Pós-verdade em propaganda de jornal, pode?



Suponho que o calhau acima, publicado na Folha de São Paulo de hoje -- calhau, segundo o amigo Houaiss, é "notícia, artigo etc. utilizado para preencher espaço criado pela falta de material editorial ou por falha no cálculo da diagramação" -- faça referência à pesquisa sobre hábitos de leitura dos vestibulandos publicada pela própria Folha no ano passado. Só posso supor, porque o anúncio fala abstratamente em "pesquisa DataFolha", sem nenhuma outra referência para a fonte em questão. Não custa lembrar que até anúncios de cosméticos vagabundos que citam "pesquisas" em seu favor costumam trazer mais dados checáveis do que isso aí.

 Bem, imaginando que a pesquisa referenciada seja a mesma divulgada em novembro de 2016, vale repetir aqui o que escrevi a respeito, na época:

Aos números. Eles mostram que maioria esmagadora dos candidatos à Fuvest consome notícias online (85% dos aprovados, ante 78% dos reprovados, dentro da margem de erro declarada de 4 pontos), que 45% dos aprovados na Fuvest leem a Folha, especificamente (ante 43% dos reprovados), e que apenas 2% dos aprovados não leem jornal nenhum, mesma taxa dos reprovados e dos não-vestibulandos. Outro dado curioso é que, na classe C, 90% dos aprovados consomem noticiário online. Entre os não-vestibulandos, apenas 37% dos jovens disseram ler a FSP.
Então, 98% dos entrevistados disseram ler algum tipo de jornal. Uma maioria impressionante dos vestibulandos bem-sucedidos (17 de cada 20) consome informação via internet; e tanto a maioria dos aprovados (55%) quando dos reprovados (58%) não leem a Folha, sendo que a diferença entre os dois grupos, nesse quesito, está bem dentro da margem de erro declarada, de 4 pontos.
Nada disso sustenta a afirmação de que "quem lê a Folha tem índice de aprovação 44% maior". Os números mostram é que aproximadamente 45% dos aprovados da Fuvest leem a FSP. A implicação lógica disso é que a maioria, 55%, não lê a Folha. Se esse índice de 45% aponta alguma vantagem, ela opera a favor de quem não lê o jornal da família Frias.

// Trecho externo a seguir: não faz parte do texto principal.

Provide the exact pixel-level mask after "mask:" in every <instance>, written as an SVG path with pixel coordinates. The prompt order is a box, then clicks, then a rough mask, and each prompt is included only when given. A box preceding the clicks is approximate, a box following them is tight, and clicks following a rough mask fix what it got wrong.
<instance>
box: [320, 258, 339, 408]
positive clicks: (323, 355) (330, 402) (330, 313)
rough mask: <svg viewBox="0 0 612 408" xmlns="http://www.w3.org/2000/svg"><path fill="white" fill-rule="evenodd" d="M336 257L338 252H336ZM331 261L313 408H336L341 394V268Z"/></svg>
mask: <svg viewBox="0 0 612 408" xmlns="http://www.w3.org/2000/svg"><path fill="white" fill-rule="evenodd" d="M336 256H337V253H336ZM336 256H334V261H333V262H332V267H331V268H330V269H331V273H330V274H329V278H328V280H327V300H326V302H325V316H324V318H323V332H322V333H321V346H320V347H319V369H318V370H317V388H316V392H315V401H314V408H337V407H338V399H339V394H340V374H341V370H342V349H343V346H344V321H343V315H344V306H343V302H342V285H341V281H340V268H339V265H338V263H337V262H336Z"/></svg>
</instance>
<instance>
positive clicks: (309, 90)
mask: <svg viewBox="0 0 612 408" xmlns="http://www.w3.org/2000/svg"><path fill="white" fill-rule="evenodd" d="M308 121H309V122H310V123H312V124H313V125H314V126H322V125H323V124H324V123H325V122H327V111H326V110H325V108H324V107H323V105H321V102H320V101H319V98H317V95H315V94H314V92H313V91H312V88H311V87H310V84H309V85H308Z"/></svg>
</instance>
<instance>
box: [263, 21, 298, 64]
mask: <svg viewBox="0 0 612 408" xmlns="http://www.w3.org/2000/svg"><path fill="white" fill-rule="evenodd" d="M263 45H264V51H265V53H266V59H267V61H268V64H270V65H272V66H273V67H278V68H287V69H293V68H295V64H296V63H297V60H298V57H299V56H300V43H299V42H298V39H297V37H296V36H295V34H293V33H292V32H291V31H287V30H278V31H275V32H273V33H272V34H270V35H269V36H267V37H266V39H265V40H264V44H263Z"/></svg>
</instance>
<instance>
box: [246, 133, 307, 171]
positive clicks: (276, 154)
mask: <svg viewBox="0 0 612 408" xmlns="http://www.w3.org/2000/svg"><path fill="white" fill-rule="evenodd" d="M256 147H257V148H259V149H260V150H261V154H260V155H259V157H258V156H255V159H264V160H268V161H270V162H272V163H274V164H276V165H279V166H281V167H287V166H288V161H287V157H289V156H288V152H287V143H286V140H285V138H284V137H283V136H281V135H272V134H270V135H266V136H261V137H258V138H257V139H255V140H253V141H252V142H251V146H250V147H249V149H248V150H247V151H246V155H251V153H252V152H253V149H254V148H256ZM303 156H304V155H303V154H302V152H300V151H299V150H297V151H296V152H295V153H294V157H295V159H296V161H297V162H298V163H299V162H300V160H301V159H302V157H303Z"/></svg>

Claro, isto está longe de ser uma inferência válida (58% dos reprovados também não leem a FSP, afinal: a conclusão correta, então, é de que a Folha não fede e nem cheira no que diz respeito à Fuvest), mas daí dá pra se ver aonde leva a lógica dos marqueteiros da Barão de Limeira. A conclusão mais robusta da matéria de novembro passado era de que ler algum jornal, independentemente da marca, parece ajudar a passar no vestibular. Mas mesmo isso é incerto. Recortando a própria Folha:




Alguns anos atrás uma corporação do ensino superior privado foi duramente criticada, e depois punida pelo Conar, ao fazer anúncios dizendo que era a escola de Direito que "mais aprovava na OAB", o que representava uma verdade em termos absolutos, mas não relativos -- afinal, uma escola que aprova na OAB mil alunos de um total de dez mil formandos está aprovando apenas 10% da turma, enquanto que uma que aprova nove de um total de dez formandos tem muito menos aprovados em termos absolutos, mas aprovou 90% da turma.

O que esse anúncio da FSP faz é ainda pior que a brincadeirinha numerológica da Unip. A menos, claro, que exista outra pesquisa DataFolha sobre consumo de jornais entre vestibulandos por aí. Mas então seria o caso de o anúncio trazer a referência, para as pessoas não ficarem pensando maldade.